Chapters 4 and 5 of the book have now been made available for early access.
Chapter 4 – Saying nothing with nullable types
Nullable types depend heavily on generics (described in chapter 3) and require both language and runtime changes. In this chapter I explore the problem they solve, the types involved (including runtime changes) and the C# changes (int? meaning Nullable<int> and the various operators and conversions available). I also cover a couple of uses of nullable types which haven’t necessarily hit the mainstream, but can prove useful – the comparisons I wrote about in this blog a little while ago, and using nullable types as an alternative to out parameters for the TryXXX pattern.
Chapter 5 – Fast-tracked delegates
C# 3 relies on delegates a lot. You can’t do any real LINQ work without them. C# 2 laid a lot of the groundwork for the lambda expressions available in C# 2 when it introduced anonymous methods. There are other changes in C# 2 which improve delegates, however – and there are more methods in the .NET 2.0 framework which take advantage of delegates than there were in .NET 1.1. (I’m thinking particularly of List<T>.)
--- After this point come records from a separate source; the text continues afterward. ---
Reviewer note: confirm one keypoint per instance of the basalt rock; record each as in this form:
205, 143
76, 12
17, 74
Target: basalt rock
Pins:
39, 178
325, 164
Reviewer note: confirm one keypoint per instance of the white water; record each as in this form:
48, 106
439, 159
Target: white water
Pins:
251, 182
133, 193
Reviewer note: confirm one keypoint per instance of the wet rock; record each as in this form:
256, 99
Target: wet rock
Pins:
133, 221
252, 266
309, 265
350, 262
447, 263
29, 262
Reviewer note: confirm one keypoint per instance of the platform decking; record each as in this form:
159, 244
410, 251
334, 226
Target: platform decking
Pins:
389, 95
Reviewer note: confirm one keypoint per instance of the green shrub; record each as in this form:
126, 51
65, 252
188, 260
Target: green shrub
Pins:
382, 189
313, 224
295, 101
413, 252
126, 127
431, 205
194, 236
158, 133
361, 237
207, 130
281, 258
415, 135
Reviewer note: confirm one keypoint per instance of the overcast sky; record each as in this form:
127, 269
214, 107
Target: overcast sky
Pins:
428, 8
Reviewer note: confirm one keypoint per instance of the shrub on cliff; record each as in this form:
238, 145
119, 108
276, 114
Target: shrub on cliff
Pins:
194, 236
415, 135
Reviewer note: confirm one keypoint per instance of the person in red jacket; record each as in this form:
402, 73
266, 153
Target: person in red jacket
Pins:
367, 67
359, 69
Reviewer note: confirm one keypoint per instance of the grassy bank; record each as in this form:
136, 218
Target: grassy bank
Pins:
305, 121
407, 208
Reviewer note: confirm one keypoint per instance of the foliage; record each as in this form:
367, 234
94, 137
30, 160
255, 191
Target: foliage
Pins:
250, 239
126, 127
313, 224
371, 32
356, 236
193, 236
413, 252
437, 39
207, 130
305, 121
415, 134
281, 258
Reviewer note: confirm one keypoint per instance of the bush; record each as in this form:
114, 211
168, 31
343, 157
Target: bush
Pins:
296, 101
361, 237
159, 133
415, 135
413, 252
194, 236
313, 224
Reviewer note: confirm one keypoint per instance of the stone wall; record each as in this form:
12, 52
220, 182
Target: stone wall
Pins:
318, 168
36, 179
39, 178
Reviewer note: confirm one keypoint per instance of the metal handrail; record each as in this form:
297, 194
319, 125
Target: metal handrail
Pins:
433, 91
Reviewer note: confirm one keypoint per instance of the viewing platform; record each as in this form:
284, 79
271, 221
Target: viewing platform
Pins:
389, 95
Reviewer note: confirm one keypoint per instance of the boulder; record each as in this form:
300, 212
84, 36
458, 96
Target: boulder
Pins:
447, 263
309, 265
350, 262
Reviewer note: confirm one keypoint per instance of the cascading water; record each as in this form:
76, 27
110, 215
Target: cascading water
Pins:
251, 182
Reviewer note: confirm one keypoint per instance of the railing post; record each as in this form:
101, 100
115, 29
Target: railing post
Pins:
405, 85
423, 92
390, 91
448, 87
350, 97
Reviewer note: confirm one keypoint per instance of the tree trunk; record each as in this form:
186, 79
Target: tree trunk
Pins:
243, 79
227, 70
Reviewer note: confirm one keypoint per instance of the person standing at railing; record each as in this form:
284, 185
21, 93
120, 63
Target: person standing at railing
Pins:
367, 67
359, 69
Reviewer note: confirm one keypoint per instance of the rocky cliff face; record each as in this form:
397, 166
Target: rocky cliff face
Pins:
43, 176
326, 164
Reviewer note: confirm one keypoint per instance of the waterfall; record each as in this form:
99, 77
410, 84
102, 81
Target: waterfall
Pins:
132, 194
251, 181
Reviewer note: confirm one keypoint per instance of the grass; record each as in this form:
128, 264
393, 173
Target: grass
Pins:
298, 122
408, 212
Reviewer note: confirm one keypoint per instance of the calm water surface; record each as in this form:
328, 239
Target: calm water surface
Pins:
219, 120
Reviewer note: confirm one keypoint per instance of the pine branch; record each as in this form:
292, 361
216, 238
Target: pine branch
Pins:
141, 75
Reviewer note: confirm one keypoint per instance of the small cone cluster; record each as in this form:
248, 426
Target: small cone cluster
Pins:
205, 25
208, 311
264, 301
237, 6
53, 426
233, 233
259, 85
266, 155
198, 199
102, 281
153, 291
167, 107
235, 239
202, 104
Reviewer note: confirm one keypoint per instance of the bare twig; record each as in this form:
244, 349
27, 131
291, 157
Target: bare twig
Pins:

I cover all the improvements in this chapter, but most of the chatper is given over to anonymous methods, and the handling of captured variables in particular. Without wishing to sound like a spoilsport, the use of captured variables can look like magic. Captured variables are still just as useful when the magic is explained away, and they’re somewhat less scary!
More chapters to come soon, I expect – when chapters 6 and 7 are released, that will cover the whole of C# 2.